Midtrans notification system is a fundamental building block of our Payments Infrastructure. This is the subsystem that sends merchants and the customers the email, http and SMS notifications after transactions.
The internal architecture of the notification system is driven out of a Kafka based transaction event stream, and uses Sidekiq for the Job processing and retry mechanisms that merchants depend on. These jobs are written in Ruby, and Sidekiq processes runs these jobs in multiple threads to achieve high concurrency.
Sidekiq has scaled well at processing the jobs over the last few years. But as the number of jobs started to increase, we started to hit some performance and resource related problems with Sidekiq.
Our workload is very bursty. Feel free to join the party. The job processing system would be nearly idle during the night, handle the normal load during the working hours. But at settlement times for few minutes we process about 20-30x of the normal workload.

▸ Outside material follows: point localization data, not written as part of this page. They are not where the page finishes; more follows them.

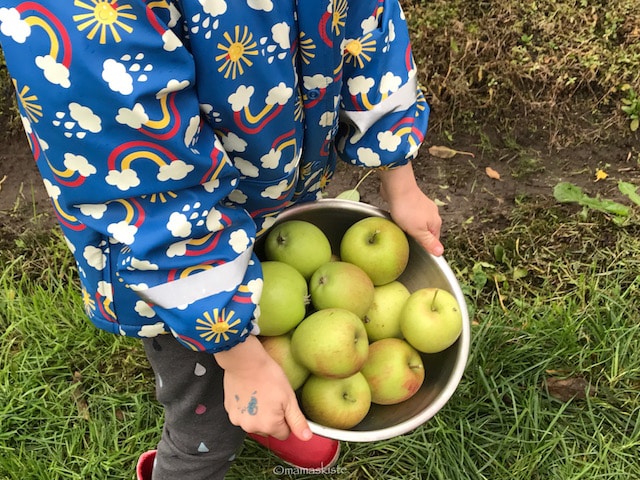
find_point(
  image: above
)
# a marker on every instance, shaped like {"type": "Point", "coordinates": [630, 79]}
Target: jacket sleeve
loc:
{"type": "Point", "coordinates": [138, 180]}
{"type": "Point", "coordinates": [384, 114]}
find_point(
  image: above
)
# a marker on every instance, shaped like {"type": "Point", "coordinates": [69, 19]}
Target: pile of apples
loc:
{"type": "Point", "coordinates": [346, 332]}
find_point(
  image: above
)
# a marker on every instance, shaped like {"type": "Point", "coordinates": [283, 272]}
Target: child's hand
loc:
{"type": "Point", "coordinates": [411, 209]}
{"type": "Point", "coordinates": [257, 394]}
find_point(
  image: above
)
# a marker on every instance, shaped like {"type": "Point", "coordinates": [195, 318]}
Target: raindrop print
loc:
{"type": "Point", "coordinates": [199, 370]}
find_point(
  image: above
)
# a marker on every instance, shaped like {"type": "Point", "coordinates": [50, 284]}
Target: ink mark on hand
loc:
{"type": "Point", "coordinates": [252, 406]}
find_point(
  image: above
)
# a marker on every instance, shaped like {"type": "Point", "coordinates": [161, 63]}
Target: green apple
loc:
{"type": "Point", "coordinates": [431, 320]}
{"type": "Point", "coordinates": [341, 285]}
{"type": "Point", "coordinates": [284, 299]}
{"type": "Point", "coordinates": [336, 403]}
{"type": "Point", "coordinates": [394, 371]}
{"type": "Point", "coordinates": [382, 320]}
{"type": "Point", "coordinates": [279, 348]}
{"type": "Point", "coordinates": [378, 246]}
{"type": "Point", "coordinates": [299, 243]}
{"type": "Point", "coordinates": [331, 343]}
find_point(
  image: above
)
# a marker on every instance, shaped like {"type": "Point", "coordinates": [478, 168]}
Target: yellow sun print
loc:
{"type": "Point", "coordinates": [218, 327]}
{"type": "Point", "coordinates": [105, 17]}
{"type": "Point", "coordinates": [359, 51]}
{"type": "Point", "coordinates": [235, 52]}
{"type": "Point", "coordinates": [29, 103]}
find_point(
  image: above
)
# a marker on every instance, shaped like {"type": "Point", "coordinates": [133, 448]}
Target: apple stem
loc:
{"type": "Point", "coordinates": [347, 397]}
{"type": "Point", "coordinates": [433, 300]}
{"type": "Point", "coordinates": [281, 239]}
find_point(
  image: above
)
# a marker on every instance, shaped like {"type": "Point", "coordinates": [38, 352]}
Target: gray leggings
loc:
{"type": "Point", "coordinates": [198, 440]}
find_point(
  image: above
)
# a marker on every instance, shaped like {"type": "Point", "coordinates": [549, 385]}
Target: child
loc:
{"type": "Point", "coordinates": [169, 135]}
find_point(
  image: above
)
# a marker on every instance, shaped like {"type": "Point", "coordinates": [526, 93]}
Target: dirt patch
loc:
{"type": "Point", "coordinates": [470, 199]}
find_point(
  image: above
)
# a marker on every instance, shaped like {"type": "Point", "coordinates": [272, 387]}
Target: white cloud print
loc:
{"type": "Point", "coordinates": [123, 232]}
{"type": "Point", "coordinates": [240, 99]}
{"type": "Point", "coordinates": [275, 191]}
{"type": "Point", "coordinates": [13, 26]}
{"type": "Point", "coordinates": [132, 117]}
{"type": "Point", "coordinates": [368, 157]}
{"type": "Point", "coordinates": [78, 163]}
{"type": "Point", "coordinates": [179, 225]}
{"type": "Point", "coordinates": [280, 33]}
{"type": "Point", "coordinates": [54, 72]}
{"type": "Point", "coordinates": [279, 95]}
{"type": "Point", "coordinates": [177, 249]}
{"type": "Point", "coordinates": [85, 117]}
{"type": "Point", "coordinates": [123, 180]}
{"type": "Point", "coordinates": [214, 7]}
{"type": "Point", "coordinates": [239, 241]}
{"type": "Point", "coordinates": [388, 141]}
{"type": "Point", "coordinates": [265, 5]}
{"type": "Point", "coordinates": [175, 170]}
{"type": "Point", "coordinates": [316, 81]}
{"type": "Point", "coordinates": [93, 210]}
{"type": "Point", "coordinates": [116, 76]}
{"type": "Point", "coordinates": [95, 257]}
{"type": "Point", "coordinates": [389, 83]}
{"type": "Point", "coordinates": [255, 287]}
{"type": "Point", "coordinates": [360, 85]}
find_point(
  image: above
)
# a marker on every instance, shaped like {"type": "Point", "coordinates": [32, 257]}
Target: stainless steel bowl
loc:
{"type": "Point", "coordinates": [443, 370]}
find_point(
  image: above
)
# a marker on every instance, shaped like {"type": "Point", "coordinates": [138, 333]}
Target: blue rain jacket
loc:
{"type": "Point", "coordinates": [170, 133]}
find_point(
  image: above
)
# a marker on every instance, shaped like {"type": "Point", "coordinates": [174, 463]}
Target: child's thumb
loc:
{"type": "Point", "coordinates": [298, 423]}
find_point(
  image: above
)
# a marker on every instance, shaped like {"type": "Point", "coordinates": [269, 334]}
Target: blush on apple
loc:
{"type": "Point", "coordinates": [341, 285]}
{"type": "Point", "coordinates": [378, 246]}
{"type": "Point", "coordinates": [394, 371]}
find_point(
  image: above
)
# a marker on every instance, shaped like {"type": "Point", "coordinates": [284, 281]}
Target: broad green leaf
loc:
{"type": "Point", "coordinates": [606, 206]}
{"type": "Point", "coordinates": [630, 190]}
{"type": "Point", "coordinates": [568, 192]}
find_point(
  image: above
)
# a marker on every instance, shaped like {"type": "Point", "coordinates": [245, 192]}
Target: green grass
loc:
{"type": "Point", "coordinates": [551, 297]}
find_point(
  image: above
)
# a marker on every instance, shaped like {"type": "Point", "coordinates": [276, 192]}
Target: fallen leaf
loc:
{"type": "Point", "coordinates": [446, 152]}
{"type": "Point", "coordinates": [491, 173]}
{"type": "Point", "coordinates": [601, 174]}
{"type": "Point", "coordinates": [569, 388]}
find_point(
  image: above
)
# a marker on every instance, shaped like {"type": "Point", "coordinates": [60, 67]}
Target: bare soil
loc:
{"type": "Point", "coordinates": [472, 199]}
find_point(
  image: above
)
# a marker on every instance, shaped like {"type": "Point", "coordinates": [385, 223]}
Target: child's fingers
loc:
{"type": "Point", "coordinates": [297, 422]}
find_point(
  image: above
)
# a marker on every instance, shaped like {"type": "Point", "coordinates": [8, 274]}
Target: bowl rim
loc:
{"type": "Point", "coordinates": [464, 340]}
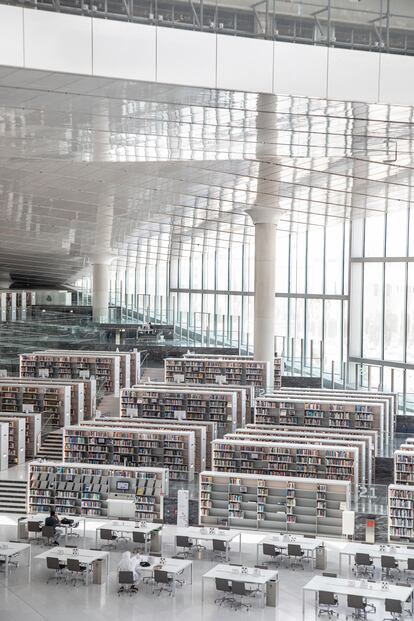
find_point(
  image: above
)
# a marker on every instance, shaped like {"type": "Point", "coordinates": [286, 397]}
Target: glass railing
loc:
{"type": "Point", "coordinates": [377, 26]}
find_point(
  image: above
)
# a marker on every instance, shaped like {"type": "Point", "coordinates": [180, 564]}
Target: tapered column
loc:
{"type": "Point", "coordinates": [265, 221]}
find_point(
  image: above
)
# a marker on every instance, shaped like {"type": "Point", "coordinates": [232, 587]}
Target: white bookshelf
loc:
{"type": "Point", "coordinates": [276, 504]}
{"type": "Point", "coordinates": [192, 404]}
{"type": "Point", "coordinates": [244, 395]}
{"type": "Point", "coordinates": [238, 371]}
{"type": "Point", "coordinates": [362, 443]}
{"type": "Point", "coordinates": [32, 430]}
{"type": "Point", "coordinates": [201, 459]}
{"type": "Point", "coordinates": [82, 489]}
{"type": "Point", "coordinates": [331, 413]}
{"type": "Point", "coordinates": [265, 457]}
{"type": "Point", "coordinates": [140, 448]}
{"type": "Point", "coordinates": [400, 513]}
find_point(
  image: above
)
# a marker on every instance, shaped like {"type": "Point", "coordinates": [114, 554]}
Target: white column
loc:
{"type": "Point", "coordinates": [100, 292]}
{"type": "Point", "coordinates": [265, 221]}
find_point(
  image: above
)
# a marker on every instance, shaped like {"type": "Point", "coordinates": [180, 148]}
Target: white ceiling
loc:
{"type": "Point", "coordinates": [93, 166]}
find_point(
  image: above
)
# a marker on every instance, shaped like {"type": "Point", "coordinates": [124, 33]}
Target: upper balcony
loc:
{"type": "Point", "coordinates": [365, 25]}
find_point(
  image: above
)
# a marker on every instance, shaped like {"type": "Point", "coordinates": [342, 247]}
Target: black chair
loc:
{"type": "Point", "coordinates": [162, 582]}
{"type": "Point", "coordinates": [55, 565]}
{"type": "Point", "coordinates": [185, 544]}
{"type": "Point", "coordinates": [76, 570]}
{"type": "Point", "coordinates": [270, 550]}
{"type": "Point", "coordinates": [327, 604]}
{"type": "Point", "coordinates": [106, 534]}
{"type": "Point", "coordinates": [220, 549]}
{"type": "Point", "coordinates": [295, 555]}
{"type": "Point", "coordinates": [127, 583]}
{"type": "Point", "coordinates": [48, 535]}
{"type": "Point", "coordinates": [239, 589]}
{"type": "Point", "coordinates": [363, 564]}
{"type": "Point", "coordinates": [358, 604]}
{"type": "Point", "coordinates": [394, 607]}
{"type": "Point", "coordinates": [223, 586]}
{"type": "Point", "coordinates": [388, 565]}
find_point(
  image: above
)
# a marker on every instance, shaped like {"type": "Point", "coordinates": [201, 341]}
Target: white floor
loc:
{"type": "Point", "coordinates": [34, 600]}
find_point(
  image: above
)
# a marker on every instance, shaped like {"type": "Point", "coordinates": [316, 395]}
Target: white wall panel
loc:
{"type": "Point", "coordinates": [57, 42]}
{"type": "Point", "coordinates": [244, 64]}
{"type": "Point", "coordinates": [186, 57]}
{"type": "Point", "coordinates": [124, 50]}
{"type": "Point", "coordinates": [397, 79]}
{"type": "Point", "coordinates": [300, 69]}
{"type": "Point", "coordinates": [11, 36]}
{"type": "Point", "coordinates": [353, 75]}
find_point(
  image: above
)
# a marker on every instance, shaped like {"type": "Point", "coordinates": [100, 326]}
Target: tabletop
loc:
{"type": "Point", "coordinates": [370, 590]}
{"type": "Point", "coordinates": [253, 575]}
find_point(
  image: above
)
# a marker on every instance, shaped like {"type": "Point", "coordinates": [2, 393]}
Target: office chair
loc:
{"type": "Point", "coordinates": [295, 555]}
{"type": "Point", "coordinates": [126, 583]}
{"type": "Point", "coordinates": [76, 570]}
{"type": "Point", "coordinates": [394, 607]}
{"type": "Point", "coordinates": [327, 602]}
{"type": "Point", "coordinates": [185, 544]}
{"type": "Point", "coordinates": [162, 582]}
{"type": "Point", "coordinates": [34, 527]}
{"type": "Point", "coordinates": [239, 588]}
{"type": "Point", "coordinates": [359, 605]}
{"type": "Point", "coordinates": [388, 565]}
{"type": "Point", "coordinates": [220, 549]}
{"type": "Point", "coordinates": [270, 550]}
{"type": "Point", "coordinates": [363, 565]}
{"type": "Point", "coordinates": [106, 534]}
{"type": "Point", "coordinates": [48, 535]}
{"type": "Point", "coordinates": [55, 565]}
{"type": "Point", "coordinates": [223, 586]}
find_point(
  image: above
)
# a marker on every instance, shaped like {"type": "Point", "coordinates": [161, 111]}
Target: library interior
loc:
{"type": "Point", "coordinates": [206, 310]}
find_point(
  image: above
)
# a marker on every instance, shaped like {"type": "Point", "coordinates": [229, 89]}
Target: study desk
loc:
{"type": "Point", "coordinates": [208, 534]}
{"type": "Point", "coordinates": [8, 549]}
{"type": "Point", "coordinates": [343, 586]}
{"type": "Point", "coordinates": [40, 518]}
{"type": "Point", "coordinates": [152, 532]}
{"type": "Point", "coordinates": [400, 553]}
{"type": "Point", "coordinates": [308, 545]}
{"type": "Point", "coordinates": [173, 566]}
{"type": "Point", "coordinates": [86, 557]}
{"type": "Point", "coordinates": [259, 577]}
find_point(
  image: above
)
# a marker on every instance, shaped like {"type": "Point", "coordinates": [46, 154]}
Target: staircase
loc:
{"type": "Point", "coordinates": [13, 497]}
{"type": "Point", "coordinates": [51, 447]}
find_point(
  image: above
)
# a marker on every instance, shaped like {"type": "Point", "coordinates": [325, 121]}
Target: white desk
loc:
{"type": "Point", "coordinates": [400, 553]}
{"type": "Point", "coordinates": [9, 548]}
{"type": "Point", "coordinates": [308, 545]}
{"type": "Point", "coordinates": [204, 534]}
{"type": "Point", "coordinates": [40, 518]}
{"type": "Point", "coordinates": [173, 566]}
{"type": "Point", "coordinates": [259, 577]}
{"type": "Point", "coordinates": [341, 586]}
{"type": "Point", "coordinates": [152, 532]}
{"type": "Point", "coordinates": [86, 557]}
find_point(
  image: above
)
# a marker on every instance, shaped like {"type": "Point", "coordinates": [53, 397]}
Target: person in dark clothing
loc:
{"type": "Point", "coordinates": [53, 520]}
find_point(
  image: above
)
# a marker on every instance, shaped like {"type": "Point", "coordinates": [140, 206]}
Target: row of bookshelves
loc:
{"type": "Point", "coordinates": [283, 504]}
{"type": "Point", "coordinates": [167, 448]}
{"type": "Point", "coordinates": [79, 489]}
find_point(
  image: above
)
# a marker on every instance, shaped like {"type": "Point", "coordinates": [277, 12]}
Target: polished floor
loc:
{"type": "Point", "coordinates": [32, 599]}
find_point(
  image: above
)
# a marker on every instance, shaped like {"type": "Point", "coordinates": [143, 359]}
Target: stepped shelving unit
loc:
{"type": "Point", "coordinates": [52, 401]}
{"type": "Point", "coordinates": [401, 513]}
{"type": "Point", "coordinates": [331, 462]}
{"type": "Point", "coordinates": [202, 457]}
{"type": "Point", "coordinates": [82, 489]}
{"type": "Point", "coordinates": [115, 445]}
{"type": "Point", "coordinates": [190, 404]}
{"type": "Point", "coordinates": [276, 504]}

[The spike of notifications sent in settlement time]
To avoid running out of memory during these periods, we are generous with the RAM and the CPU on the machines. Also high load affects the latencies of the jobs during this period.
Sending notifications is inherently a IO heavy process where we read from the Database and write to the HTTP endpoints, the response times of endpoints range from 300 ms to 30seconds(our timeout)
MRI Ruby is notoriously inefficient at threading, especially in high IO systems, We needed a platform that provided a high IO efficiency. Elixir turns out to be a good choice, as it was a simple switch from Ruby language, and provided the OTP Platform for delivering fantastic IO performance. Also the reliability patterns build in to OTP provided a good starting point for the building a solid system.
Rewriting large parts of any big system is prone to failure. So we restricted the scope to the worker part of the system. All the systems that push jobs to the queues should remain untouched. Exq which uses the same storage and internal structure as sidekiq, but written in Elixir looked like an perfect fit.
After initial tests for viability, we migrated some of the job types to the new system and deployed it in production in parallel with the old system. This provided us the cushion to make mistakes, and if there were failures, the older system would pick up the jobs and process it normally.
We gradually started to divert more load to the new system and in the meantime started to migrate the remaining job types to the new system.
The new system has now been running exclusively in production for more than a month without any major problems. We can confirm that the new system has provided a significant boost in performance and reliability of the system. It now takes about 20x less memory than the previous system, and provides us about 10x reduced latencies with the notifications.
[Performance changes in the new system(red) and the old system(old). Lower the better]
The peak RAM usage we have observed is ~300 MB as against ~5.3GB during the normal load in the old system. This has allowed us to significantly downsize our notifications infrastructure.
Measuring job latency is a little tricky because it also depends on the latency of external systems. For a sample group of job which uses the same external system at peak loading settlement time, the latency has decreased from 2.9s to 198ms.
Overall the new system seems to perform much better than we had expected and has helped us to scale without having to throw more hardware at the problem.
-- The Notifications team.